Once you apply the above criteria, you'll find that you won't have large numbers of locos to convert - you'll have a small selection of high-priority items. The rest can come later if required.

(as an aside, I am told that a momentary short circuit can shut down a DCC layout, which could be a problem with what happens to a three-rail pickup when the locomotive is negotiating pointwork, because the centre rail is at the same height as the running rails - you can see the ammeter needle jump for a fraction of a second every time a locomotive goes over a point - it's not a problem with analogue though - the sheer weight of the things keeps them going until they've passed over the offending rails)
It is true that a momentary short can shut down a DCC layout, however, there are reasons for this and there are mitigations which can be applied.
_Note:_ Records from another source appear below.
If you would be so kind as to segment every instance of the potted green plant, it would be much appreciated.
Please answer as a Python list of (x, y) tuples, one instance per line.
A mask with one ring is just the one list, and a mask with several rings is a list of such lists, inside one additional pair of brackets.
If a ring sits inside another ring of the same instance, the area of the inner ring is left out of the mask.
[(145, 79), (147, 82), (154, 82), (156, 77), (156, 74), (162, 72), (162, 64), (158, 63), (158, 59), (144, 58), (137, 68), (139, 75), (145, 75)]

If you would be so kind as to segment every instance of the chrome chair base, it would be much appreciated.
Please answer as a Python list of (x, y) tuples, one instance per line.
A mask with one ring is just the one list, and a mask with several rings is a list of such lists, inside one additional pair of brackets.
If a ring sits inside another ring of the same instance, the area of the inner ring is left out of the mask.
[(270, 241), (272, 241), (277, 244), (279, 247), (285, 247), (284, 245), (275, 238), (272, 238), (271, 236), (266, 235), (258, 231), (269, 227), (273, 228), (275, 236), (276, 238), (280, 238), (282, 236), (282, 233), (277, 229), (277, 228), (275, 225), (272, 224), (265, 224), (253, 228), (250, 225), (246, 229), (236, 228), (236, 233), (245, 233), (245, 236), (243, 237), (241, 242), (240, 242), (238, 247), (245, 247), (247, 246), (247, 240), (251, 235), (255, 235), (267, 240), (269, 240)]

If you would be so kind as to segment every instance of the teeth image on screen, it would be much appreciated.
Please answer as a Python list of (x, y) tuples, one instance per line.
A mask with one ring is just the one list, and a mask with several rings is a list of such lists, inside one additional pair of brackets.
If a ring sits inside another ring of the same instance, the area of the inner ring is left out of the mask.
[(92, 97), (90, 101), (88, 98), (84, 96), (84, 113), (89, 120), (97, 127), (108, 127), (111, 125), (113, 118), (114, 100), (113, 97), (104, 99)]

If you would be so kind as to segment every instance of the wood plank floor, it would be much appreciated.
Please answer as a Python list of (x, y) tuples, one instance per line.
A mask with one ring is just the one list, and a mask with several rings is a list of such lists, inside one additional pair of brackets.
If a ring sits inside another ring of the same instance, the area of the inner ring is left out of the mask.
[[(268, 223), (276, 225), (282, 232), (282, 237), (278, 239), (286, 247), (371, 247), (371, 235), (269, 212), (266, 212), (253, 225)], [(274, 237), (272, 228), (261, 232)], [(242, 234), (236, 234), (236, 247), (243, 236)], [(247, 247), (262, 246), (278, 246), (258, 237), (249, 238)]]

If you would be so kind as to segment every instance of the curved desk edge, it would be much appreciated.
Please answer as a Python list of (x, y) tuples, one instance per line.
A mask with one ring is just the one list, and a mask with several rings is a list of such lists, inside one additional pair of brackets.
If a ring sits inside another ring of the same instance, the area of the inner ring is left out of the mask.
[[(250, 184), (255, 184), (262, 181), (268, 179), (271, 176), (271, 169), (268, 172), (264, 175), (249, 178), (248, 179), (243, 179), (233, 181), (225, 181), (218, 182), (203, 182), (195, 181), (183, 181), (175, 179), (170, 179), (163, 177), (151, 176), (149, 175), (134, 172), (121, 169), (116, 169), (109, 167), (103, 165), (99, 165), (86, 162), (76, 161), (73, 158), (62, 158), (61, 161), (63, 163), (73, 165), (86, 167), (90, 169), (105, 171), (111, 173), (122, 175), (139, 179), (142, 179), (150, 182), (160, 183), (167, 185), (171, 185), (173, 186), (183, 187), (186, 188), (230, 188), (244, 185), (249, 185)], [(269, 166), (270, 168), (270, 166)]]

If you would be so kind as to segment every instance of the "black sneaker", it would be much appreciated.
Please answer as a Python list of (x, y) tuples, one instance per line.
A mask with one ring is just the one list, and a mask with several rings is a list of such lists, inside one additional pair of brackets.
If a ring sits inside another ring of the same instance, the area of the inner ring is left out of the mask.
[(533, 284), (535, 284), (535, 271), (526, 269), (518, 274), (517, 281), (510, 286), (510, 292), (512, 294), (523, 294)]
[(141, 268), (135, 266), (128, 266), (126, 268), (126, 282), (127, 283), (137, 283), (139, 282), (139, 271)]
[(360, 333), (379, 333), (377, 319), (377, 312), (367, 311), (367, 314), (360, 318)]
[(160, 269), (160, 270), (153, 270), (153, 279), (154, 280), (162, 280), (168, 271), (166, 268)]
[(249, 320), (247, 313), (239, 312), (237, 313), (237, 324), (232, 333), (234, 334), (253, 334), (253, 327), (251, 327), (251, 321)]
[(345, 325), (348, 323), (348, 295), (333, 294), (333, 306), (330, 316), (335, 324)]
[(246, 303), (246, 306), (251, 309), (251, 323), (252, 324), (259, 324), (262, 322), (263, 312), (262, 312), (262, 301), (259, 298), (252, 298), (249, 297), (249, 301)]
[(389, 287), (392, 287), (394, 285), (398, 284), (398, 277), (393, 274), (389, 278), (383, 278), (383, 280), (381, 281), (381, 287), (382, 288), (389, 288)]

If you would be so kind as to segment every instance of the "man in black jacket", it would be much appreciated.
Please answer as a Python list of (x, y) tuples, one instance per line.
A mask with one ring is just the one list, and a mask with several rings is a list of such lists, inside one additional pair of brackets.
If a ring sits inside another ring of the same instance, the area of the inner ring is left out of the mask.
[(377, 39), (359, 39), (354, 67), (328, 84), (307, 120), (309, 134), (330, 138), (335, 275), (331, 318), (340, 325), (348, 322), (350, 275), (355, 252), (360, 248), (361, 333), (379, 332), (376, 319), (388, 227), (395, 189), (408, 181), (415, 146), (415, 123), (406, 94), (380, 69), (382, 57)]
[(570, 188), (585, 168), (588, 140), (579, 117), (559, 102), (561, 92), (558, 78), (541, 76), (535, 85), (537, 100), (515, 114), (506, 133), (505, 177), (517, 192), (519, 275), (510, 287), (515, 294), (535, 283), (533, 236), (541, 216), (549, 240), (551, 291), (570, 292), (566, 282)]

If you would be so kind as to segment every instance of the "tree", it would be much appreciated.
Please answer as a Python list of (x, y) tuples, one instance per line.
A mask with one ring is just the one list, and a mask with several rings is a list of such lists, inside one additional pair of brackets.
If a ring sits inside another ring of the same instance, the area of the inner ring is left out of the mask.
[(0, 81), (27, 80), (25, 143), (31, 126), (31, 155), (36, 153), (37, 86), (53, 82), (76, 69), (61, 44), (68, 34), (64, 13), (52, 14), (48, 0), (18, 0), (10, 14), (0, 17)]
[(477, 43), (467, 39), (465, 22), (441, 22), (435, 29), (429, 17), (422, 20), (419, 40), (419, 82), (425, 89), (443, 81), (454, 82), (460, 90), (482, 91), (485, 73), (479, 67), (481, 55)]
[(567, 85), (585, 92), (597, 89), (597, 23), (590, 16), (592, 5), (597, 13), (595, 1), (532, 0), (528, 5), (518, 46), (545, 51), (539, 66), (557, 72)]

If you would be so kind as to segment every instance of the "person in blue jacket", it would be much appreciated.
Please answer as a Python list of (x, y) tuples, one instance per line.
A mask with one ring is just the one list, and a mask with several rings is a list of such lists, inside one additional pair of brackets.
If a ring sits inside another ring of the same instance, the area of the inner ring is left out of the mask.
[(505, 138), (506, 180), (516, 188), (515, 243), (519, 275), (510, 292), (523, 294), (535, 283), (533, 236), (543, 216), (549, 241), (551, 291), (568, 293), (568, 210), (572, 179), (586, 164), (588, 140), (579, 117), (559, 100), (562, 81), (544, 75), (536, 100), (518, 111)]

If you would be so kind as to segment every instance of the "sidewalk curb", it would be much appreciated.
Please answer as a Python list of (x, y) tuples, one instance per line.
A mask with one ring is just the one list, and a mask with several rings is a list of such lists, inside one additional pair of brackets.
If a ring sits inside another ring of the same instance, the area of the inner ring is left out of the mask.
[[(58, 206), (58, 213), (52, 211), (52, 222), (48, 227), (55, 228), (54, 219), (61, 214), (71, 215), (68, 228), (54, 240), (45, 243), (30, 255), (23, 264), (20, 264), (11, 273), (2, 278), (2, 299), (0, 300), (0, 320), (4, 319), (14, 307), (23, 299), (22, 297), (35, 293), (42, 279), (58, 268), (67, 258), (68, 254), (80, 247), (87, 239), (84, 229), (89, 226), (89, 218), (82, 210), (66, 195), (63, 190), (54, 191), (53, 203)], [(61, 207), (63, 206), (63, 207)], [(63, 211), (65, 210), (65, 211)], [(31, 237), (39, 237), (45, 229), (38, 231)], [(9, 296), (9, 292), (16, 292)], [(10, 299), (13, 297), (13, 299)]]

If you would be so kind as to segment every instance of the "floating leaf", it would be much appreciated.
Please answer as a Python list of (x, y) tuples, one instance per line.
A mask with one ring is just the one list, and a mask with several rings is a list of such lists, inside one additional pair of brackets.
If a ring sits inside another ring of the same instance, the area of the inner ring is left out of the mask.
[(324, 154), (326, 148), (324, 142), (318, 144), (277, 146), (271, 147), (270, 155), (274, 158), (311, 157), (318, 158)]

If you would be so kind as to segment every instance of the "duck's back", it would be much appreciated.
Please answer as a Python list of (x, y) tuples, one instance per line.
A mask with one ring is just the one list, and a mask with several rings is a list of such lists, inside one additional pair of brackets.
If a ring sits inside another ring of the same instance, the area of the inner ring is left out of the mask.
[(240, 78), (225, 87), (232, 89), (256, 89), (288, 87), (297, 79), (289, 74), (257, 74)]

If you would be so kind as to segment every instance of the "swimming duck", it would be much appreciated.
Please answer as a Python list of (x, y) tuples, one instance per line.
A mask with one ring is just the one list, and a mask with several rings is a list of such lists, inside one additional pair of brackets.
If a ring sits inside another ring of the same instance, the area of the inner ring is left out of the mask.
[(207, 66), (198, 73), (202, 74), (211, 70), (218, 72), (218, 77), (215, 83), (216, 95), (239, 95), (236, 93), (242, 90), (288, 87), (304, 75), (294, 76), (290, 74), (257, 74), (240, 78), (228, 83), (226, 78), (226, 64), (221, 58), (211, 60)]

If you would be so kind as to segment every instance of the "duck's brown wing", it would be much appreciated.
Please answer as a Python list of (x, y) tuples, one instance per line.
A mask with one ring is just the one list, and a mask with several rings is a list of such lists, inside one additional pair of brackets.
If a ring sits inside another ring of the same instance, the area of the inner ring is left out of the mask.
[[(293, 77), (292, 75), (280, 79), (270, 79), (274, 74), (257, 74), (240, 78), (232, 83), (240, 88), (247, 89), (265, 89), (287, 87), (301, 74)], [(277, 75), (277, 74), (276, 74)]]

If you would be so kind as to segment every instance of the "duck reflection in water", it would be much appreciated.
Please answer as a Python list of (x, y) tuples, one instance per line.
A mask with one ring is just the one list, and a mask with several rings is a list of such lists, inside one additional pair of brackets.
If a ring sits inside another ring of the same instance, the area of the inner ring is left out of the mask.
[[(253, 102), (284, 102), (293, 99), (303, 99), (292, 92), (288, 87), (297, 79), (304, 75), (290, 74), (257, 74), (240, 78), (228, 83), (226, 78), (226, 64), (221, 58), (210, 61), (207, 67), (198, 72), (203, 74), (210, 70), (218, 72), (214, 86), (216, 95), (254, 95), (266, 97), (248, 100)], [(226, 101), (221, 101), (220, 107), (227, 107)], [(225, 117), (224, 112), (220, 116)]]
Most layouts I have seen have shorting problems due to poor wiring practice. A good start is to wire live frog turnouts properly: Live Frog Wiring - Model Railways On-Line
Mitigation can include separate 'districts' where multiple buses are used that are electrically isolated from each other, but NOT by using the dreaded 'lightbulb' solution. Addressing track laying and running qualities also helps to prevent derailments which can cause shorts.

I think the issue of 3 rail centre pickups brushing across rails when traversing turnouts is only an issue where a loco has two centre pickups (most of them do) and one touches a closure rail while the other touches a live rail, effectively shorting out. This supports the point of view that HD 3-rail is not worth converting - it was never designed for DCC and couldn't be expected to work with DCC. Enjoy it for what it is.